Part of IU's Responding to the Addictions Crisis Grand Challenge, D’Onofrio and his team are working to disseminate computer adaptive testing of substance use disorders; identify its predictors and co-occurring problems to enable community agencies to quickly and accurately identify patients with existing substance use disorder; predict those at great risk for substance use disorder; and understand co-occurring mental health problems that must be addressed to reduce substance use disorder.
As part of his work, D’Onofrio is partnering with multiple community organizations, hospitals and state agencies to implement computer adaptive testing for behavioral health problems in children and adults.
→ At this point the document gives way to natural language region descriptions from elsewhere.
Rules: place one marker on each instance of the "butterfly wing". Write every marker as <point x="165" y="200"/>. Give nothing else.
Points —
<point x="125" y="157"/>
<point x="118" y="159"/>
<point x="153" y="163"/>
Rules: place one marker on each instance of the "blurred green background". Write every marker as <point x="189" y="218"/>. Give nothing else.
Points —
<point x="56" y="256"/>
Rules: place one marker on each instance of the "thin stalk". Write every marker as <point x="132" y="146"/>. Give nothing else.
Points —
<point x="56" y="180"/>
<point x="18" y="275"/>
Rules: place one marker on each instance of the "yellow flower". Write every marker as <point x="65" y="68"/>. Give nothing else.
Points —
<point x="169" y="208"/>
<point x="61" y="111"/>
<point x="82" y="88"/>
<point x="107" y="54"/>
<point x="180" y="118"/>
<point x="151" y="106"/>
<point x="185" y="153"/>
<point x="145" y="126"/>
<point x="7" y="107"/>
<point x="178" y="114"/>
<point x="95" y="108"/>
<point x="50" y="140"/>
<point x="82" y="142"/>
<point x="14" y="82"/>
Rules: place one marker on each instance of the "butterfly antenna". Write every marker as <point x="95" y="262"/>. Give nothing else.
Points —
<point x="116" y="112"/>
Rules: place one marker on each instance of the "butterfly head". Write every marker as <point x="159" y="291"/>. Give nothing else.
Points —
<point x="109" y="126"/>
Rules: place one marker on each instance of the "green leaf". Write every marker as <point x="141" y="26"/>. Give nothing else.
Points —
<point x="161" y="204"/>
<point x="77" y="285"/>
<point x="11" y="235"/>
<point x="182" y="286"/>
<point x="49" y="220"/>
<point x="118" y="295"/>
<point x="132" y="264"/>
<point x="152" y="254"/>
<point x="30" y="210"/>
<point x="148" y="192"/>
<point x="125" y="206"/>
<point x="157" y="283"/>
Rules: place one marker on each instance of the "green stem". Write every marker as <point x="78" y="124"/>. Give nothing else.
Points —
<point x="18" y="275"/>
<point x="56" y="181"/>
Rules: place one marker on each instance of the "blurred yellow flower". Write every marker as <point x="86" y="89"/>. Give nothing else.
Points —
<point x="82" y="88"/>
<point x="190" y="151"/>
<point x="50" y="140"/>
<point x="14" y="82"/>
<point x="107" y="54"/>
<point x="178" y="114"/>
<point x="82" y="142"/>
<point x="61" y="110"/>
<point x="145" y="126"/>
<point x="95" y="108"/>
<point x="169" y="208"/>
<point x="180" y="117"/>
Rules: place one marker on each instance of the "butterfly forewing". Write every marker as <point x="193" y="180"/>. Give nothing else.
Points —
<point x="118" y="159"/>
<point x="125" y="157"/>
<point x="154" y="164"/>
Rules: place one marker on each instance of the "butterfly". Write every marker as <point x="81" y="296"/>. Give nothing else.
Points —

Utilizing recent advances in computerized adaptive testing based on item response theory — a family of mathematical models that explain the relationship between unobservable characteristics and their observed outcomes — D’Onofrio has partnered with University of Chicago professor Robert Gibbons, who has developed a new approach to computer adaptive testing item response theory.
Via assessments using computer tablets, computer adaptive testing helps primary care clinics for adults, pediatric clinics, behavioral health clinics, criminal justice settings, and emergency department workers quickly and effectively screen for substance use and mental health problems.
D’Onofrio's team conducts interviews within the settings to identify the facilitators and barriers to implementing the standardized screening, offers training and workflow management, and provides the computers. They are now assessing the implementation of the screening, which is having immediate clinical and research implications.
The ultimate goal is to help behavioral health and other healthcare providers better identify people who are most at risk of, or are starting to develop, substance use disorders and refer them to the best services.